Scipio, not thinking it was wise that his ally Massinissa should have in his household a Carthaginian wife, sent him a message that he should send her away to her own country; but rather than lose her, Massinissa presented the unfortunate girl with a cup of poison, and ordered her to drink it.

Remarking placidly that it seemed an inappropriate end for the bride of two kings, but that anything was better than life itself, poor Sophonisba gladly swallowed the poison, and died in agony.

Elissa, while sailing along the coast of Sicily, reflected sadly on this tragedy.

“Such,” she thought, “is the fate of humanity, and the ruling of the gods cannot be foretold. Therefore, as in the very hour of greatest prosperity sudden and great reverses may be awaiting us, it behoveth us all never to neglect the service of those omnipotent rulers of our being.”

Thus reflected Elissa when she looked back upon her own sudden fall from a position of almost regal rank to the state of a mere prisoner of war being deported to a foreign land.

At this time the war in Sicily centred round the enormous and powerful city of Syracuse, which had, with all its surrounding territory, remained, under King Hiero, an independent kingdom for no less than fifty years past. In the previous Punic war, when every other city in Sicily fell, first to one power then to another, neither Roman nor Carthaginian had ever been able to set foot within its walls. And this was chiefly owing to the wisdom of King Hiero himself, who, after various sieges and conflicts with each power in turn, concluded an alliance with Rome, which he maintained throughout his long reign of fifty years’ duration. But Hiero being dead, and succeeded by his grandson Hieronymus, all this was soon changed.

The young king was a debauched youth with an overweening idea of his own importance, and he openly insulted the ambassadors who came to him from Rome to seek a renewal of the old alliance. Insolently asking them, “What account the Romans had been able to give of themselves at Cannæ?” he declared for Carthage.

The city of Syracuse being full of intrigue, some wishing to remain faithful to Rome, others to attach themselves to Carthage, while all alike were disgusted with the cruelties and debauchery of the young king; the latter was soon assassinated, as were also all the princesses of the royal family, including Hiero’s daughter Demarata, and his grand-daughter Harmonia, and their respective husbands Andranodorus and Themistius.

Heraclea, the youngest daughter of Hiero, and her two beautiful daughters were murdered with the greatest brutality, after a terrible struggle; but no sooner were they dead than a messenger arrived from the magistrates who had ordered their murder, but had now relented, to stay the execution, for the very people themselves, who had been thirsting for all the royal blood a short time before, had now turned round upon the magistrates who had ordered the crime and ousted them, calling for the election of new pretors in place of the massacred Andranodorus and Themistius.

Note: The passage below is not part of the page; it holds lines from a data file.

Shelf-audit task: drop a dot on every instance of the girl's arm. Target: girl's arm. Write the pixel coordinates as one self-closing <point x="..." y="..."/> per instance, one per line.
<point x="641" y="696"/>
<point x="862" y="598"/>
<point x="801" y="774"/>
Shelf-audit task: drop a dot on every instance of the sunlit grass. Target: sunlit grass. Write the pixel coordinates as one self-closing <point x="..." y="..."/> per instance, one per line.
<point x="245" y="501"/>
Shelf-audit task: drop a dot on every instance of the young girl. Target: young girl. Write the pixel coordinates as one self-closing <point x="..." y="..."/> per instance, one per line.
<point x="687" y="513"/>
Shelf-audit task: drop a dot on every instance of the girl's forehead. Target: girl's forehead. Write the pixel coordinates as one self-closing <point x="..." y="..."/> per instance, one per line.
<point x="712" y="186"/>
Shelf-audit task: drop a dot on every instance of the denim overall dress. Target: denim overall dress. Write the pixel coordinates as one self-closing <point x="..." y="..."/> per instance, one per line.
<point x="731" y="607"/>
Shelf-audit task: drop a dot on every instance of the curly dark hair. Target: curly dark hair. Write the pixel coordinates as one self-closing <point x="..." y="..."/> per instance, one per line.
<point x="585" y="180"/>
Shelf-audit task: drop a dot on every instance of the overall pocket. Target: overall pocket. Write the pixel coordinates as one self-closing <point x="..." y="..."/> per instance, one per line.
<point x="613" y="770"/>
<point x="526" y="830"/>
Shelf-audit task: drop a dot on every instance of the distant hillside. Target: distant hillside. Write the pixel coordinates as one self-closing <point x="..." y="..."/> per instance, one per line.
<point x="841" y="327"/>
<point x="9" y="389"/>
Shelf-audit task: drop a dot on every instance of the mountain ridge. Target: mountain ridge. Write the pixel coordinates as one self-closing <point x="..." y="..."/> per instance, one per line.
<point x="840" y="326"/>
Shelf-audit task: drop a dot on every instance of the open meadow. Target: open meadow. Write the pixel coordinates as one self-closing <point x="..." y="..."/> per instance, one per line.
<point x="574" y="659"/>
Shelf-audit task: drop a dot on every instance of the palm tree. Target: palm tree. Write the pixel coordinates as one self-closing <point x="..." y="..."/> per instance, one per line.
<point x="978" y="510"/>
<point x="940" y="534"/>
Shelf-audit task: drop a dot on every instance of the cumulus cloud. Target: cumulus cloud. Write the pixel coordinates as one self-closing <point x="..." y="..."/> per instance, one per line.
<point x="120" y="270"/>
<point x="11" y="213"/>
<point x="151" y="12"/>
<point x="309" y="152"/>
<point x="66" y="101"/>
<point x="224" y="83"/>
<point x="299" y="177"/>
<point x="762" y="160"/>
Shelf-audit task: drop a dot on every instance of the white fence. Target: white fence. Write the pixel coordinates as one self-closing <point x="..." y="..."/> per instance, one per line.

And thus it came to pass that two young generals, brothers, named Hippocrates and Epicydes, who were envoys from Hannibal to the Syracusans, came to be elected into power. These two young men were Syracusans themselves on the father’s side, but their mother was a Carthaginian, and they had been brought up in Carthage, where Cleandra had known them well while living there with her husband. They had already been at the bottom of the plotting and the counter-plotting against Rome, and although there were still various parties in the city, upon their election, after various vicissitudes and some fighting within the walls, they contrived to completely embroil the whole of the inhabitants with Rome. This was done by Hippocrates openly attacking, with Syracusan soldiers, a body of troops belong to the Roman consul, Appius Claudius, which the latter had sent to protect his allies in the neighbouring city of Leontini. Epicydes also repaired to Leontini, and by specious arguments persuaded the inhabitants of Leontini to rise against Rome.